By Justin Ransome, CPA, J.D., Tax Insider

EXECUTIVE SUMMARY
  • The IRS issued taxpayer-friendly regulations on how to calculate the applicable exclusion amount when calculating estate and gift taxes once the higher exemption amounts sunset after 2025.
  • The Tax Court held that the value of a farm a decedent transferred to a family limited partnership was includible in the decedent's estate because the decedent retained the possession and enjoyment of the farm until his death and his transfer of part ownership to the FLP lacked a substantial nontax purpose.
  • The Ninth Circuit concluded that the decedent's annuity payment from a grantor retained annuity trust (GRAT) was a "substantial present economic benefit" and the value of the property she transferred to the GRAT was includible in her gross estate at the time of her death.

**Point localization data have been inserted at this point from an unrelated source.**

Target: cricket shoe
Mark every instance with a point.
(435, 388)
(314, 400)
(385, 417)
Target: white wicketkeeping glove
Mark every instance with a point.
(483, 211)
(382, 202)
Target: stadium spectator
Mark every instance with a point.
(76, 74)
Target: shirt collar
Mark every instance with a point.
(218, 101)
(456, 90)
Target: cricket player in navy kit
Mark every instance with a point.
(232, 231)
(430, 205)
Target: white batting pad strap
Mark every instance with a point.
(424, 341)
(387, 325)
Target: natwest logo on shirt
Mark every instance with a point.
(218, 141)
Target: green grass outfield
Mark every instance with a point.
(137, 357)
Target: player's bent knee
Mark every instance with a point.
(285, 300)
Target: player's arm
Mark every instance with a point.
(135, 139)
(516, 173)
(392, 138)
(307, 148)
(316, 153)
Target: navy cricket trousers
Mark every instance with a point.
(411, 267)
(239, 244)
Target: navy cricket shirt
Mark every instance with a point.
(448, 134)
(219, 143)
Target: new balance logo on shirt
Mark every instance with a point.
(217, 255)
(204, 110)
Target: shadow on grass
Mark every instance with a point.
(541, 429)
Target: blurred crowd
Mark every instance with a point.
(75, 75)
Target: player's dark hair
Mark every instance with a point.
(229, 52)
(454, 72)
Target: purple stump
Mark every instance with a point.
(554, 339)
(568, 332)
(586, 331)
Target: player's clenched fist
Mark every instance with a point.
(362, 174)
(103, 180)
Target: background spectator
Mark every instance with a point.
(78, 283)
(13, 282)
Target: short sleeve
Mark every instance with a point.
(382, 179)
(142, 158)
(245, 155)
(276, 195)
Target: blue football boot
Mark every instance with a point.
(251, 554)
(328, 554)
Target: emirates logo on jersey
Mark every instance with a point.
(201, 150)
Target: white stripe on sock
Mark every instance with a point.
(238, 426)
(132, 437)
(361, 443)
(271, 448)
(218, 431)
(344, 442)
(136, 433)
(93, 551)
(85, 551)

  • The IRS ruled privately that a trust modification would not cause the trust to lose its grandfathered status as exempt from generation-skipping transfer tax, even though the period of trust was extended beyond its original termination date.
  • In another letter ruling, the IRS ruled on the tax effects of a reformation of a trust by a state court that was undertaken to make the operation of the trust reflect the settlor's original intent for it.
  • The IRS issued inflation-adjusted amounts that are of interest to estate tax practitioners, including the unified credit against the estate tax for 2020.

This article is the second of two parts of an annual update on recent developments in trust, estate, and gift taxation. The first part covered trust and gift tax issues. This second part covers developments in estate and generation-skipping transfer (GST) taxation, as well as inflation adjustments.